1870 yılına gelindiğinde Fransızlar Osmanlı sarayı üzerinde baskı kurarak 19 Mart 1866 tarihinde Mısır Hidivi İsmail Paşaya iki yüz milyon frank borç vererek, buraya dikkat edin; “Süveyş kanalı uluslararası nakliyat şirketi” adlı bir şirket kurdururlar.
Daha sonra gelen Hidiv İsmail Paşa kanalı bir an önce bitirme hevesine kapılarak borç üstüne borç alır. Fakat zamanı gelince borçları ödeyemeyince, bunu fırsat bilen İngiltere şirketin hisse senetlerini satın alarak kanalın sahibi olur ve halen kanalın kontrolü ve geçiş ücretleri aynı şirkete yani İngilizlere aittir.
Bir kanal faciası daha vardır ki! Bir devşirme sadrazamın (Sokullu) ihaneti sonucu önlenmiş ve Türkiye Türkleri ile Anavatan Türklerinin birleşmesi önlenmiştir.

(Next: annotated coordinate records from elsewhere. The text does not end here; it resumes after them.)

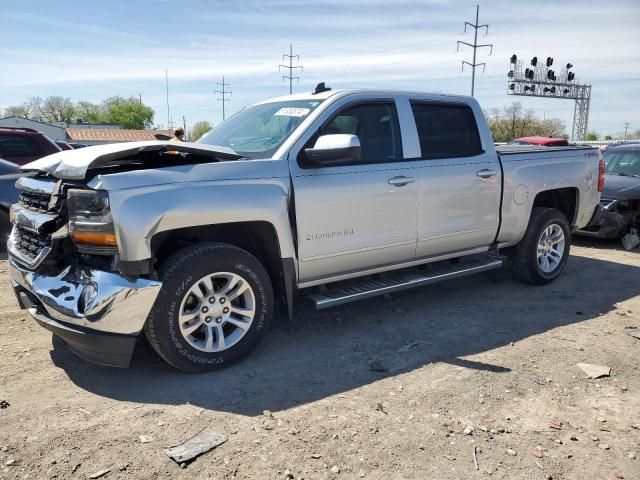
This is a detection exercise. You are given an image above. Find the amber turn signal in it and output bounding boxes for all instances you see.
[71,231,118,247]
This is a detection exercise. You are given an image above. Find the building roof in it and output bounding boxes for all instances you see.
[67,127,173,143]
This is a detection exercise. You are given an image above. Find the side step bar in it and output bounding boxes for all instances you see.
[307,256,505,310]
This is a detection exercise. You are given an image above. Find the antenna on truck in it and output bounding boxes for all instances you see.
[311,82,331,95]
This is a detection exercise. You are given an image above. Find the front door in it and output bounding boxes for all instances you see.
[411,100,501,258]
[292,100,418,283]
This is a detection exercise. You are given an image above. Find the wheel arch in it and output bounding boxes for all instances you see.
[531,187,580,226]
[150,221,297,318]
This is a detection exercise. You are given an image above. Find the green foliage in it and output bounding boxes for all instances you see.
[485,102,565,142]
[4,96,154,130]
[585,130,600,142]
[102,97,154,130]
[188,121,213,142]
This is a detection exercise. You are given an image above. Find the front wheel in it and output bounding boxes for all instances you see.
[145,243,274,372]
[511,207,571,285]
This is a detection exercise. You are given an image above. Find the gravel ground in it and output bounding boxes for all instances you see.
[0,241,640,480]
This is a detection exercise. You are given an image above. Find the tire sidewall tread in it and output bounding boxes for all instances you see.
[145,242,274,372]
[511,207,571,285]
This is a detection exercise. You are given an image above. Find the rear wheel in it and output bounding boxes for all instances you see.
[511,207,571,285]
[0,209,11,252]
[145,243,274,372]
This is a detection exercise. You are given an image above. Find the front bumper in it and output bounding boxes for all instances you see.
[9,258,162,367]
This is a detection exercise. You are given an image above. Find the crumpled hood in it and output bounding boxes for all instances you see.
[21,141,242,180]
[602,174,640,200]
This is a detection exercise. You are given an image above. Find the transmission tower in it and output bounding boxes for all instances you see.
[216,75,233,122]
[278,45,304,95]
[456,5,493,97]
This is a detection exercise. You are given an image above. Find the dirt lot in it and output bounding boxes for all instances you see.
[0,242,640,480]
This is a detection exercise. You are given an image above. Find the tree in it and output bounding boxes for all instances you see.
[40,96,75,123]
[4,97,42,120]
[102,97,154,130]
[585,130,600,142]
[189,121,213,142]
[485,102,565,142]
[76,100,105,123]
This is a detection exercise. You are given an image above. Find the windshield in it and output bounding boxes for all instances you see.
[604,150,640,176]
[197,100,322,158]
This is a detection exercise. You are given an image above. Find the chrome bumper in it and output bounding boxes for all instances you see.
[9,257,162,335]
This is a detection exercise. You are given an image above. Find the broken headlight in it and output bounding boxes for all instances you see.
[67,188,118,255]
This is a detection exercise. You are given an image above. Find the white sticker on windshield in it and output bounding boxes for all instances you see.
[274,107,311,117]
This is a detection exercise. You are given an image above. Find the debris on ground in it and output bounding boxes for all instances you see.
[374,402,388,415]
[369,360,389,373]
[622,228,640,250]
[577,363,611,378]
[624,327,640,339]
[164,427,227,463]
[549,420,562,430]
[529,448,544,458]
[89,468,111,480]
[473,445,480,470]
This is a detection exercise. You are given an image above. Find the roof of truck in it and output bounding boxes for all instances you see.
[260,88,471,103]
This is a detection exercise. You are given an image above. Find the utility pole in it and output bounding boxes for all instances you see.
[216,75,233,122]
[456,5,493,97]
[278,45,304,95]
[164,70,171,130]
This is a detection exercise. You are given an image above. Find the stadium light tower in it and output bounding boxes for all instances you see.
[507,54,591,141]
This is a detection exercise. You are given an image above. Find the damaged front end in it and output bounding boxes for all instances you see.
[576,197,640,249]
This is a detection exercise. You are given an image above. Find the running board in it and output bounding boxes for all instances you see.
[307,256,504,310]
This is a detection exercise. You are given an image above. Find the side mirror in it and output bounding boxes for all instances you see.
[304,133,360,167]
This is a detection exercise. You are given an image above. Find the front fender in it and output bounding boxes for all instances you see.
[109,178,295,262]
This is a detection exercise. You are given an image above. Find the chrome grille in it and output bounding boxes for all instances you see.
[7,177,60,267]
[18,190,51,212]
[16,177,58,213]
[13,227,51,260]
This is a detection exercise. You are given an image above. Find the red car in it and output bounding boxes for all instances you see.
[509,137,569,147]
[0,127,61,165]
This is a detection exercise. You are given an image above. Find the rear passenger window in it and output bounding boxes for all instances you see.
[0,135,45,159]
[411,102,483,159]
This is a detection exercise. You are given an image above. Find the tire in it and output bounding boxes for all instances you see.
[510,207,571,285]
[0,209,11,252]
[145,243,274,373]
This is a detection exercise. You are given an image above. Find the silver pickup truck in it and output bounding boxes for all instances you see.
[8,84,603,371]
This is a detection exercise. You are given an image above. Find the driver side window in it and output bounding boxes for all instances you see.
[319,103,402,164]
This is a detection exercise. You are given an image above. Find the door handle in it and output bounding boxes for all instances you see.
[476,168,498,178]
[388,176,416,187]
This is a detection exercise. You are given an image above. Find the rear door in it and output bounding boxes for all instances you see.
[291,98,418,283]
[411,99,501,258]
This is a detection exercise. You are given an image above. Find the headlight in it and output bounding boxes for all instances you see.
[67,189,118,254]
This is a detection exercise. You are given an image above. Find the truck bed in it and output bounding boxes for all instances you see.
[496,145,598,155]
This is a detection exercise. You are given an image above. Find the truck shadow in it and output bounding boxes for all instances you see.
[51,256,640,416]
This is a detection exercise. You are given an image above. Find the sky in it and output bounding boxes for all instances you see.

DON-VOLGA ve HAZAR denizi arasına bu kanallar açılsaydı ve bu ihanet olmasaydı, Japon denizinden Avrupa’ya kadar uzanan TURAN kurulmuş olacaktı ve Dünya dili olarak İngilizce değil, Türkçe konuşulur olacaktı.
Tekrar yazıyorum! Tarihte kurulmuş olan Türk devletlerinin yıkılışlarındaki en büyük sebep, ehliyetsiz, liyakatsiz, bilgisiz, önünü dahi göremeyen yönetici kadrolarıdır.
Konu ile daha fazla bilgi sahibi olmak isteyenler, yazmış olduğum “TÜRK TARİHİNİN GÖZYAŞLARI” adlı kitabımın 213-214-215 sayfaları ile buna ilave olarak 216-217-218 sayfalarındaki “EN BÜYÜK KANAL FACİASI” adlı bölümleri okuyabilirler.
Tarih gerçekler aynasıdır. Devleti yönetmeye talip olanlar önce bu aynaya bakıp, gerçekleri görüp, onlardan ders çıkarmaları gerekir.
TARİHTEN DERS VE İBRET ALINARAK AYNI YANLIŞLARI YAPMAMAK VE TARİHİ TEKERRÜR ETTİRMEMEK LAZIMDIR.
Hayırlı, huzurlu ve sağlıklı bir hafta geçirmeniz dileklerimle sevgi ve saygılar sunarım.